Arcola Theatre today announces the 16 productions that make up the 2019 Grimeborn Opera Festival.
The festival, which is returning for its 13th successive year, features bold new versions of classic operas, rarely-seen and long-forgotten works, and brand new pieces from some of the most exciting up-and-coming opera artists. £12 tickets are available for every single show in the season.
Following their smash-hit The Rape of Lucretia (Winner of the 2019 Off West End Award for Best Opera Production), Julia Burbach and Peter Selwyn reunite for a thrilling new take on Wagner’s Das Rheingold.
Arcola produces the first London performances of Jonathan Dove’s acclaimed production since its premiere in the 1990s, with 18 live musicians from the Orpheus Ensemble and an exceptional cast of singers. It follows hot on the heels of Julia Burbach’s production of Die Walküre at Bordeaux Opera.
Music Director Peter Selwyn said: “The Arcola is the perfect space for a contemporary look at the powerful curtain-raiser to the Ring Cycle. The audience will get to see the conflicts, the personal dramas and relationships very close up. They will be really able to get inside the characters and story, experiencing this powerful and thrilling music in the most direct way.”
Classics are brought daringly into the 21st century by Opera Allegra, whose Violetta investigates the psychological depths of La Traviata, and Baseless Fabric Theatre, who reimagine Strauss’ Die Fledermaus for the modern day. Rossini’s dazzling comic opera Count Ory is revived by Opera Alegría, while Ensemble OrQuestapresent Rameau’s Baroque tale of love and obsession Hippolyte et Aricie (Hippolytus and Aricia). Over The Pond bring Bellini’s tragedy I Capuleti e I Montecchi (The Capulets and The Montagues) to Studio 2, while the Arcola Participation Queer Collective make their Grimeborn debut with Don Jo, vividly re-interpreting Mozart’s iconic anti-hero through a queer lens.
Music and stories from around the globe are placed right to the forefront of the festival. Arabic and Western music is woven together by chamber orchestra Ruthless Jabiru in a hard-hitting look at worldwide violence against women; Verity Lane presents an avant-garde twist on traditional Japanese culture; while two productions – Scott Joplin’s Treemonisha and Amy Beach’s Cabildo – interrogate how American stories have been buried by nostalgia.

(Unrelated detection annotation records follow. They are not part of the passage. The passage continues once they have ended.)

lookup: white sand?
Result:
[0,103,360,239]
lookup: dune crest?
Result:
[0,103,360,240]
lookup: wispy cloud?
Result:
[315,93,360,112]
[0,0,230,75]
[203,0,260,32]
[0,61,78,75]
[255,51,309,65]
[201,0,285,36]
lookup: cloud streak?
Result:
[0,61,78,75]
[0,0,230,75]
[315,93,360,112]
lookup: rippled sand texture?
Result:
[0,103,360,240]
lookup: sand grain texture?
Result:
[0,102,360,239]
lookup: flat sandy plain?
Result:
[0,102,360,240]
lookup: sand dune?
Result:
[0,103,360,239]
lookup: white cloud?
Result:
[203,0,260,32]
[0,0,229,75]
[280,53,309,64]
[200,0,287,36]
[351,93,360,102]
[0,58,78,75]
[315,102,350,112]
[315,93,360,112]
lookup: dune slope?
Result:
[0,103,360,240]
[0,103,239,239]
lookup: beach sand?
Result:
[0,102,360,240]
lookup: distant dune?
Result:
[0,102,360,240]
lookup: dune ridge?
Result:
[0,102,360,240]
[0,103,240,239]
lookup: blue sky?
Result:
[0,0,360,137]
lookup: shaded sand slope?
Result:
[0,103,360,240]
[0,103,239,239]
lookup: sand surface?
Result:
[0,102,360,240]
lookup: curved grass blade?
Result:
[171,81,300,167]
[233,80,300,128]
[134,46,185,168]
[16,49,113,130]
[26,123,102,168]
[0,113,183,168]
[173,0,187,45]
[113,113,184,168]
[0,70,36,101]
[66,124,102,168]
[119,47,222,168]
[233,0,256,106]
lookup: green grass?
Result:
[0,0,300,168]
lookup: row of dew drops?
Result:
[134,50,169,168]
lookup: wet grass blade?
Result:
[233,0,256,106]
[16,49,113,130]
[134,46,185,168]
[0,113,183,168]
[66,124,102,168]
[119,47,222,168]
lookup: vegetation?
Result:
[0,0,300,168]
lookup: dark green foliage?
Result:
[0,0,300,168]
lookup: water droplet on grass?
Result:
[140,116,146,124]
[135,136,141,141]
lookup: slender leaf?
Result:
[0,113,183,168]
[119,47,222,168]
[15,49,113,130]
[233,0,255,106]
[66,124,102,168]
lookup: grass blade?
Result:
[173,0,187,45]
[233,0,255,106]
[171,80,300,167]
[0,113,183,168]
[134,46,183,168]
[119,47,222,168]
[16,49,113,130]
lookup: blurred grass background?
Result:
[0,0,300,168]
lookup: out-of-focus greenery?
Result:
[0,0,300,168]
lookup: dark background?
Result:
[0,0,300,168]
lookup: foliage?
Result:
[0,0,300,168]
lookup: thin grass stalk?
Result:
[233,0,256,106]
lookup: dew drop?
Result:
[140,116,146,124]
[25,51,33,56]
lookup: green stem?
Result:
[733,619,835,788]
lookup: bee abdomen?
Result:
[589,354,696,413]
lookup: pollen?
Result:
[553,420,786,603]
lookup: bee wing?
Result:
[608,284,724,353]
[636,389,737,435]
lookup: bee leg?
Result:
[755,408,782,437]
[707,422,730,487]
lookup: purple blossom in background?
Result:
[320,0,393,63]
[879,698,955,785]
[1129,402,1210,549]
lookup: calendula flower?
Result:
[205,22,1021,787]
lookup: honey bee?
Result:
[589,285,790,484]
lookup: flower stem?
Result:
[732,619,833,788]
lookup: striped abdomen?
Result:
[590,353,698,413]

Brand-new and pioneering pieces include Sane and Sound, which seeks to demystify our relationship with delusions and hallucinations, and Noah Mosley’s critically-acclaimed operatic folk tale Aurora.
Two double-bills draw out the unexplored connections between familiar characters: the loss and longing of Hotspur/Pierrot and the tortured internality of Miss Havisham’s Wedding Night/12 Poems of Emily Dickinson. Irrational Theatre will stage a joyous trio of short comic operas by Samuel Barber, Peter Reynolds and Jacques Offenbach.